Feature Engine
Feature-engine is a Python library with multiple transformers to engineer features for use in machine learning models. Feature-engine's transformers follow scikit-learn's functionality with fit() and transform() methods to first learn the transforming parameters from data and then transform the data.
Feature-engine features in the following resources:
Blogs about Feature-engine:
-
Feature-engine: A new open-source Python package for feature engineering
-
Practical Code Implementations of Feature Engineering for Machine Learning with Python
Documentation
En Español:
More resources will be added as they appear online!
Current Feature-engine's transformers include functionality for:
- Missing Data Imputation
- Categorical Variable Encoding
- Outlier Capping or Removal
- Discretisation
- Numerical Variable Transformation
- Variable Creation
- Variable Selection
- Scikit-learn Wrappers
Imputing Methods
- MeanMedianImputer
- RandomSampleImputer
- EndTailImputer
- AddMissingIndicator
- CategoricalImputer
- ArbitraryNumberImputer
- DropMissingData
Encoding Methods
- OneHotEncoder
- OrdinalEncoder
- CountFrequencyEncoder
- MeanEncoder
- WoEEncoder
- PRatioEncoder
- RareLabelEncoder
- DecisionTreeEncoder
Outlier Handling methods
- Winsorizer
- ArbitraryOutlierCapper
- OutlierTrimmer
Discretisation methods
- EqualFrequencyDiscretiser
- EqualWidthDiscretiser
- DecisionTreeDiscretiser
- ArbitraryDiscreriser
Variable Transformation methods
- LogTransformer
- ReciprocalTransformer
- PowerTransformer
- BoxCoxTransformer
- YeoJohnsonTransformer
Scikit-learn Wrapper:
- SklearnTransformerWrapper
Variable Combinations:
- MathematicalCombination
- CombineWithReferenceFeature
Feature Selection:
- DropFeatures
- DropConstantFeatures
- DropDuplicateFeatures
- DropCorrelatedFeatures
- SmartCorrelationSelection
- ShuffleFeaturesSelector
- SelectBySingleFeaturePerformance
- SelectByTargetMeanPerformance
- RecursiveFeatureElimination
- RecursiveFeatureAddition
Installing
From PyPI using pip:
pip install feature_engine
From Anaconda:
conda install -c conda-forge feature_engine
Or simply clone it:
git clone https://github.com/solegalli/feature_engine.git
Usage
>>> import pandas as pd
>>> from feature_engine.encoding import RareLabelEncoder
>>> data = {'var_A': ['A'] * 10 + ['B'] * 10 + ['C'] * 2 + ['D'] * 1}
>>> data = pd.DataFrame(data)
>>> data['var_A'].value_counts()
Out[1]:
A 10
B 10
C 2
D 1
Name: var_A, dtype: int64
>>> rare_encoder = RareLabelEncoder(tol=0.10, n_categories=3)

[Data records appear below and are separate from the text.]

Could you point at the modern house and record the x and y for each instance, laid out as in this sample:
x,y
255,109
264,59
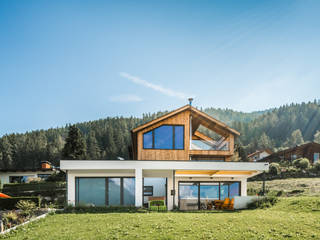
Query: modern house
x,y
258,155
183,157
27,174
309,150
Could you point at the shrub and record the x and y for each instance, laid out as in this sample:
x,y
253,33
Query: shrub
x,y
27,208
274,169
302,163
10,219
10,203
264,202
109,209
157,203
316,166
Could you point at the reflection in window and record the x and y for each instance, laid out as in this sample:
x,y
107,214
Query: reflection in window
x,y
224,189
91,191
114,191
129,191
234,190
209,191
164,137
188,191
178,137
147,140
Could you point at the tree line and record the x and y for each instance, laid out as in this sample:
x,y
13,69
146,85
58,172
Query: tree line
x,y
109,138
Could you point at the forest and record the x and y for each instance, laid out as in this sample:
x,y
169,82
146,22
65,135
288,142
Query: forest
x,y
109,138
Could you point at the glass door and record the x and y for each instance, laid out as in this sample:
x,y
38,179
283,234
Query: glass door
x,y
189,196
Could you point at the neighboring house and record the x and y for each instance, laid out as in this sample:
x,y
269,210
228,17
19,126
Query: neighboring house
x,y
258,155
310,151
25,175
173,160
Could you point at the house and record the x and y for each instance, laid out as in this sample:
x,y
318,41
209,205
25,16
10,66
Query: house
x,y
26,174
258,155
183,157
309,150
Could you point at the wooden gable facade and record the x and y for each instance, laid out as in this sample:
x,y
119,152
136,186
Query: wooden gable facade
x,y
191,119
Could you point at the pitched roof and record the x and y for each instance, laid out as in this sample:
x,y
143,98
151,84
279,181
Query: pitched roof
x,y
260,151
185,108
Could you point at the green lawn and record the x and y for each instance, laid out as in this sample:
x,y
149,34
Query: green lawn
x,y
294,218
291,186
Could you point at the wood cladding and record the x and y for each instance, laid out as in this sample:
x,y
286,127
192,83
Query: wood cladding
x,y
182,116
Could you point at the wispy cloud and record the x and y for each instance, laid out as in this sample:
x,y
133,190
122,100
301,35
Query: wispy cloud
x,y
125,98
155,87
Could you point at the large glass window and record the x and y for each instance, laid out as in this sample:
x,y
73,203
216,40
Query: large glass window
x,y
224,190
148,140
188,196
91,191
234,190
154,187
114,191
178,137
102,191
164,137
129,191
209,191
193,195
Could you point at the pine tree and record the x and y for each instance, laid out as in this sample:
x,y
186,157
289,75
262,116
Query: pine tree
x,y
295,139
317,137
264,142
75,147
7,152
93,149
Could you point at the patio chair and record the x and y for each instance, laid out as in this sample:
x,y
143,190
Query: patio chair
x,y
225,204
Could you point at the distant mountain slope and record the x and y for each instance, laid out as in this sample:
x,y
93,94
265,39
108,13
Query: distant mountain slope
x,y
110,137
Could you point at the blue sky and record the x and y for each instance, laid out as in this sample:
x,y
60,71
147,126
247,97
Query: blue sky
x,y
71,61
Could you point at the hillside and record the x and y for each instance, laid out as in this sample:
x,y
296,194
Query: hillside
x,y
109,138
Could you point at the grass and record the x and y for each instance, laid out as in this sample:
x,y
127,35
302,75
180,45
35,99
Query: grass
x,y
291,187
294,218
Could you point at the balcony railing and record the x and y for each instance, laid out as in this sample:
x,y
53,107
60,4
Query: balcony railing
x,y
209,145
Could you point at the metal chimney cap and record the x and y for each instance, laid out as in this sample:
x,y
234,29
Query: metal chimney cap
x,y
190,101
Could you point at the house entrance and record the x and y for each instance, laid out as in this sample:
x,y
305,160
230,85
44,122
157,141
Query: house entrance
x,y
200,195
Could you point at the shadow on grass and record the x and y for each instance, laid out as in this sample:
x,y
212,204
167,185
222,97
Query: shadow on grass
x,y
104,210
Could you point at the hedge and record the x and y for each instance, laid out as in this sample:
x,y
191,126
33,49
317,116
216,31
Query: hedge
x,y
10,203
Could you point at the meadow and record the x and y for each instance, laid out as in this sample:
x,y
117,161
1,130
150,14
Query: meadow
x,y
294,218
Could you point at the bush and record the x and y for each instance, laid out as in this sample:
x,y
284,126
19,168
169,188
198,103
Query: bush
x,y
10,219
109,209
50,192
10,203
302,163
157,203
316,166
264,202
27,208
274,169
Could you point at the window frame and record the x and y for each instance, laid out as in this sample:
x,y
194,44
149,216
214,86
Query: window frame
x,y
173,138
106,189
199,183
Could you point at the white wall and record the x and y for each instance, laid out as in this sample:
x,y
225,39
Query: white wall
x,y
146,173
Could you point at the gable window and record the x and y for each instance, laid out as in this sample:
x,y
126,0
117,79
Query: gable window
x,y
164,137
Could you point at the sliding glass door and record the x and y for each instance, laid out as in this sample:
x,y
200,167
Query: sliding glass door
x,y
103,191
91,191
200,195
189,196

>>> data_encoded = rare_encoder.fit_transform(data)
>>> data_encoded['var_A'].value_counts()
Out[2]:
A 10
B 10
Rare 3
Name: var_A, dtype: int64
See more usage examples in the Jupyter Notebooks in the example folder of this repository, or in the documentation.
Contributing
Details about how to contribute can be found in the Contributing Page
In short:
Local Setup Steps
- Fork the repo
- Clone your fork into your local computer:
git clone https://github.com/<YOURUSERNAME>/feature_engine.git
- cd into the repo
cd feature_engine
- Install as a developer:
pip install -e .
- Create and activate a virtual environment with any tool of choice
- Install the dependencies as explained in the Contributing Page
- Create a feature branch with a meaningful name for your feature:
git checkout -b myfeaturebranch
- Develop your feature, tests and documentation
- Make sure the tests pass
- Make a PR
Thank you!!
Opening Pull Requests
PR's are welcome! Please make sure the CI tests pass on your branch.
Tests
We prefer tox. In your environment:
- Run
pip install tox
- cd into the root directory of the repo:
cd feature_engine
- Run
tox
If the tests pass, the code is functional.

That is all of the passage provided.